GHC 7.8 release?

Gabriel Dos Reis gdr at integrable-solutions.net
Tue Feb 12 02:26:49 CET 2013


On Mon, Feb 11, 2013 at 6:37 PM, Johan Tibell <johan.tibell at gmail.com> wrote:
> On Mon, Feb 11, 2013 at 4:34 PM, Gabriel Dos Reis
> <gdr at integrable-solutions.net> wrote:
>>
>> I have some experience with GCC releases -- having served as a GCC
>> Release Manager for several years. In fact, the release scheme we
>> currently
>> have has gone through several iterations -- usually after many
>> "existential"
>> crisis.  Yes, we don't break GCC ABI lightly, mostly because GCC isn't
>> a research compiler and most "research works" are done on forgotten
>> branches
>> that nobody cares about anymore.  Implementing new standards (e.g. moving
>> from C++03 to C++11 that has several mandated API and ABI breakage) is a
>> royal pain that isn't worth replicating in GHC -- at least if you want
>> GHC to remain a research compiler.
>>
>> Concerning your question about release number, I would venture that there
>> is a certain "marketing" aspect to it.  I can tell you that we, the
>> GCC community,
>> are very poor at that -- otherwise, we would have been at version 26
>> or something :-)
>
>
> Thanks for sharing! My perspective is of course as a user. I don't think
> I've ever run into a case where the compiler broken a previous work e.g. C++
> program. On the other hand I have to make a release of most of the libraries
> I maintain with every GHC release (to bump cabal version constraints to
> accept the new base version, if nothing else).
>
> -- Johan
>

I understand.

Concerning GCC, it is true that the shear size of the user base and the
audience of the compiler ("industrial strength") calls for a very conservative
approach to ABI or API breaking.  On the hand, that means that there are
certain welcomed, beneficial changes that we cannot effect.  For
example, because
libstdc++ has been an early adopter of a reference counted-based implementation
of std::string, we could not switch to more efficient and more
multithread-friendly
implementation.  That was has been contributed for years but has been
sequestered
in some branches and namespaces integrated with the rest of the
library.  That is
a shame, but one that is unavoidable given the expectation of the GCC audience.

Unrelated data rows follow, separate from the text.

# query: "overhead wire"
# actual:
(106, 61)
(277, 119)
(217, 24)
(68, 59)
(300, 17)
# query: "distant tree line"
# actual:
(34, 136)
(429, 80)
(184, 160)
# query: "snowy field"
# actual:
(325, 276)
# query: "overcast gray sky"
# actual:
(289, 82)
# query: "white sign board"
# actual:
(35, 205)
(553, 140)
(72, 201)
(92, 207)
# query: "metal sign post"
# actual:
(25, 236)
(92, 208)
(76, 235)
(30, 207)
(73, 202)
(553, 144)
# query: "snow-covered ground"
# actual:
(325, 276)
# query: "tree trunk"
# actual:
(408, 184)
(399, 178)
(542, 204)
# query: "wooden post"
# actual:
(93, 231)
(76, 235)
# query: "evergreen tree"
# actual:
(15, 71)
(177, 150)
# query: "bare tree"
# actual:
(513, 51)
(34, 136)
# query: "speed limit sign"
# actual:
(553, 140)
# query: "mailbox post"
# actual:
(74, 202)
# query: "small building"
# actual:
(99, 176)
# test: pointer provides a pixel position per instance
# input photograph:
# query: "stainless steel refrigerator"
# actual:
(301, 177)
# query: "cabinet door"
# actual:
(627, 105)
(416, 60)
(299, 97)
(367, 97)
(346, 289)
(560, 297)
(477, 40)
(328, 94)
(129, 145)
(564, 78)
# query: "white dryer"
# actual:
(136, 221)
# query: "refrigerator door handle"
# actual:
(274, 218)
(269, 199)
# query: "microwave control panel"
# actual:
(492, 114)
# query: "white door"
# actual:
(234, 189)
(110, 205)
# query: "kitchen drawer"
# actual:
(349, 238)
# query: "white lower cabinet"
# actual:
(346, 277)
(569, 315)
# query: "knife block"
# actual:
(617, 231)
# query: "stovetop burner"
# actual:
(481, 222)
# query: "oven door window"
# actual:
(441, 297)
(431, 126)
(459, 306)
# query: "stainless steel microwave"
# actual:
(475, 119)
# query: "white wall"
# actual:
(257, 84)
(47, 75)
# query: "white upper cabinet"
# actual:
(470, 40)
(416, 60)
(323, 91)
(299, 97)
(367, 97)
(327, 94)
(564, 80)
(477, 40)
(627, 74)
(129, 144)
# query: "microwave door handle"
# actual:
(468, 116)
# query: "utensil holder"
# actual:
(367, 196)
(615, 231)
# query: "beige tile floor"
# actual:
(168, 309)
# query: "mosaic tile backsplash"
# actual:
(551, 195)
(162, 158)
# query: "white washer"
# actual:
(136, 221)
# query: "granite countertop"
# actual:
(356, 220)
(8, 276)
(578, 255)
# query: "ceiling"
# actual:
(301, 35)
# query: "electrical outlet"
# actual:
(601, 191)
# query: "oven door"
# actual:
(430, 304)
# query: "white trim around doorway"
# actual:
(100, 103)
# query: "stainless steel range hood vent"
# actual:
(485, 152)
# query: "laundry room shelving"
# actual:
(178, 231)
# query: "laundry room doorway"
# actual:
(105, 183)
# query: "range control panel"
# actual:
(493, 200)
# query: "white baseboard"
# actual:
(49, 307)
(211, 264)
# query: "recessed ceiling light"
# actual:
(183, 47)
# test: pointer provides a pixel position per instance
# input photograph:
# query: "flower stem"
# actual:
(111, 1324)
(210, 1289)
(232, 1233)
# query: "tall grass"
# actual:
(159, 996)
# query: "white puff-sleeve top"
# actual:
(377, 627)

It is not clear to me that GHC is ready for that kind of constraints.

We are still describing the C++11 implementation as "experimental"
because we "fear"
that doing otherwise might commit ourselves to an ABI and API that we
may need to
break later -- possibly because of undetected bugs or because we have found
implementations we like better.  Of course, that causes some distress
in the community
because people would like to say "GCC implements C++11."

Finally, we do break API, you have just been lucky :-)

     http://gcc.gnu.org/onlinedocs/libstdc++/manual/api.html

But, we have also developed very elaborate scheme for symbol
versioning and namespace associations to help users digest API breakages
without tears.  Symbol versioning is a very messy business.

I am still of the opinion that the current issue with GHC and HP is
social, and it
can be resolved through communication and coordination between the two
communities for the great good of the Haskell community.